「本当にやつはそういったのね?」
 ティナはやけどした腕をさすりながらエルナに聞いた。アドラシスコ総合病院の一室には、ティナとエルナ、ネージュがいた。エルナはベッドに横たわり、ネージュとティナはその横に座っている。ティナは体にと右腕に包帯を巻き、ネージュは片足に包帯を巻いている。ティナは病院が嫌いだった。消毒薬の匂いが、病んだ空気が、どこかティナを落ち着かなくさせる。
「ええ。トミーの次の目標は、スカイレアタワーです」
 エルナは窓の外を覗いた。都市部に高いビルが何本も建っている。一夜明け、朝日を反射してきらきらと光るビルは、大空に突き刺さる剣のようにも見える。その中で、それなりの高さの、ガラス張りのビルにエルナは目をやった。
 スカイレアタワー。地上40階、地下2階のその巨大なビルには、様々な外資系企業のオフィスが入っている。アドラシスコの経済を象徴するビルと言っても過言ではない。
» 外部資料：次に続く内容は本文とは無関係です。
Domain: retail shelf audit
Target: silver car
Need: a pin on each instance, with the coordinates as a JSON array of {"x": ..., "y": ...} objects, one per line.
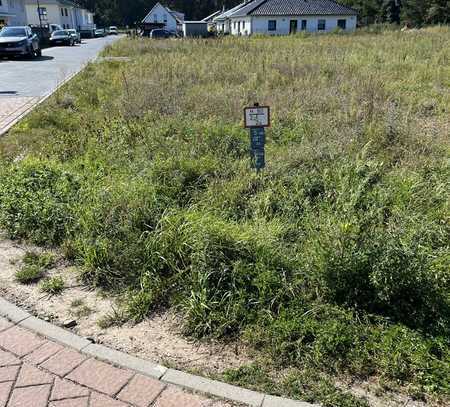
[
  {"x": 75, "y": 34},
  {"x": 61, "y": 37},
  {"x": 19, "y": 41}
]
「やつは私に言いました。この街は腐っていると。火で全てを浄化しない限り、未来はないと。あと、弟がティナさんによって逮捕されたことも言っていました。ジミー・ボマー。以前にアドラシスコを騒がせていた爆弾魔です」
 ネージュの視線がティナに向く。ティナは以前、自分の車を爆破した爆弾魔のことを思い出していた。捕まえた爆弾魔と、今回の男の手口は似ている。
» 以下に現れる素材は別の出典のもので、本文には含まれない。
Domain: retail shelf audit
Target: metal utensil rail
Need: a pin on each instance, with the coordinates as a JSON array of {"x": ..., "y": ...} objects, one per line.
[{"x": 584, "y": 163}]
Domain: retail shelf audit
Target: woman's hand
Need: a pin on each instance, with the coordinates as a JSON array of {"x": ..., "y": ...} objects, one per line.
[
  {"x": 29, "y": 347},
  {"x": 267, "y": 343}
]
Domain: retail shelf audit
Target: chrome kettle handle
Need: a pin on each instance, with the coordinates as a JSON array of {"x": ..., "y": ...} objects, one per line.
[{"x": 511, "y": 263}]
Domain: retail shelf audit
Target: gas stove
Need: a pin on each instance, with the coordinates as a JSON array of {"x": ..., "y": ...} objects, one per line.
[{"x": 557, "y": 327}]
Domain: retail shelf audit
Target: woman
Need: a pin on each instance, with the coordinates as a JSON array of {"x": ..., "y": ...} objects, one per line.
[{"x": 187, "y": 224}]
「つじつまがあうね。恨む方は大抵理不尽な理由で恨んでるからなあ…」
 ティナは大きなあくびをして、イスに背を預ける。朝の空に飛ぶ鳥は、この街が火で包まれるかもしれないことを知らないだろう。
「それで、警察から正式に依頼が行ったのを取りやめたいと思うんです。あ、私個人の考えですけど…」
「どうしてよ。あたしだってAランクアタッカーだし、そんなに腕が悪いわけじゃ…」
「あまりにも危険だからです。上司にはもう書類を提出し、正式な書面が手渡されるはずだと…」
 ギイッ
 病室のドアが開く。野球帽に半ズボン、Tシャツ。入ってきたのはジョンだった。手には白い封筒を持っている。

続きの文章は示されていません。